At the end of the day, countries and companies especially, will use whatever form of energy there is as long as it is cheap and makes economic sense. If we keep giving into using these dirty forms of energy, how will the world ever move towards cleaner energy? After all prices need to move to a level to incentivize more investment. If we keep falling short, when will the transition be complete? China is the world largest polluter and emits 30% of the worlds greenhouse gases. Despite its goals, it is planning to build 43 new coal fired plants and 18 new blast furnaces, equivalent to adding about 1.5% to its annual emissions.
Even the UK announced in Monday that it would be firing up an old coal plant to meet its electricity needs. Coal is only about 3% of national power, but gas prices are making it extremely hard to produce given the costs. If one looks at the spectrum of gas and coal, there is always this economic spectrum whereby using one is more economical than the other, but at a certain price level that desire changes very quickly. UK now faces higher gas bills starting in October that will add £139 to the price cap. This is going to hurt households and add to the inflation picture, which the Fed still thinks is transient across the board.

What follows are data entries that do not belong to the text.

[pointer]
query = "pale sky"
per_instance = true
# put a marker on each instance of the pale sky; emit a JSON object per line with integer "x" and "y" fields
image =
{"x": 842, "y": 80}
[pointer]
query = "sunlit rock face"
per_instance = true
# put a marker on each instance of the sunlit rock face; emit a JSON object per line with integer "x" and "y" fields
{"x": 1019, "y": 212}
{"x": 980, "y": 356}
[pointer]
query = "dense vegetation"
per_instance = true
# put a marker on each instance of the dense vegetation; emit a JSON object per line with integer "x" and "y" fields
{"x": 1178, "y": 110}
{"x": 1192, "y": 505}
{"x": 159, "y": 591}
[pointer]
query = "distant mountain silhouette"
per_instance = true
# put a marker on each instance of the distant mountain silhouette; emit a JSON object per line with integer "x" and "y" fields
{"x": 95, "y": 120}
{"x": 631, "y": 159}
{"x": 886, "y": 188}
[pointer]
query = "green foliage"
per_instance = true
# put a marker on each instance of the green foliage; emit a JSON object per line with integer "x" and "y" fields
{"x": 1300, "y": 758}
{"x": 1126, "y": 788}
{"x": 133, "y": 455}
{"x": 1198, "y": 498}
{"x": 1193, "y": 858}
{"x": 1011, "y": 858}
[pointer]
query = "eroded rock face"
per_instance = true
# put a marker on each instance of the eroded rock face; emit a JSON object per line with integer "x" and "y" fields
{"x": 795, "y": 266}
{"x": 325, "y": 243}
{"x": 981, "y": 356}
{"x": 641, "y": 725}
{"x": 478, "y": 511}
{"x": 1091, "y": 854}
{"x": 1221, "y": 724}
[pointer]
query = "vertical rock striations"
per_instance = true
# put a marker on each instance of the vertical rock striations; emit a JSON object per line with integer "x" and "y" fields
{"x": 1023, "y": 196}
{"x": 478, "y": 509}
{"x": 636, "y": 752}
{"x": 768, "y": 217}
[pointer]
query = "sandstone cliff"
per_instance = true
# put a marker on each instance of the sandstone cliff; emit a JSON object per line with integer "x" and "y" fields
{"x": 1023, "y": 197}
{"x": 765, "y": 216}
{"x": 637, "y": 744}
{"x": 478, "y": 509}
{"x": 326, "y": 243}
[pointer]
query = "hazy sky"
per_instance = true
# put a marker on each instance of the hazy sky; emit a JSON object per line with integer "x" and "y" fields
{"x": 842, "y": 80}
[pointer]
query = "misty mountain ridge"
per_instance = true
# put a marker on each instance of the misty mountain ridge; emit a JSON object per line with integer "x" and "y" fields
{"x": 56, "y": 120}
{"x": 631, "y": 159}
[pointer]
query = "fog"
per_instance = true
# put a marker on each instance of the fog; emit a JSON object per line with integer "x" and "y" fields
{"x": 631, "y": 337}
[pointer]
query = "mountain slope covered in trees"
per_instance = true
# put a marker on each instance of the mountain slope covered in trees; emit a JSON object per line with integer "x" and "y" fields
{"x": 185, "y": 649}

Wholesale EU gas prices have reached a high as Russia withholds supply given the NordStream 2 debate. All of this is compounding the problem and is showing up in aggressively higher LNG prices. Eventually higher gas prices mean higher coal prices and today China's coal prices are trading at $140/tonne. It is all connected but one thing is certain, right now China's focus is to help the domestic market and shield them from higher costs. Its crackdown on tech sector and various industries is all part of Xi Jinping's plan to normalize the top and the bottom. It is not about entrepreneurship or free market capitalism, it is about the people. When it comes to that, dirty or not, climate change goes out the door as now even U.S. companies will be looking to pump more gas given the extremely high prices.
Companies can preach capital discipline all they like. If prices are high enough, they salivate and start to drill to capitalize on the price surges. There is a lot of talk about U.S. domestic shale having its hands tied behind its back post the 2020 collapse, but it will be important to keep an eye on them to see how they react to these prices despite the promises they made to their shareholders to drill less and return cash back to them. Commodity exposed companies are all dictated by where the price of the commodity is. In a short window of time the tightness can cause huge price swings especially during winter periods if storage is already low. Economics 101, when demand takes the price higher, supply eventually catches up.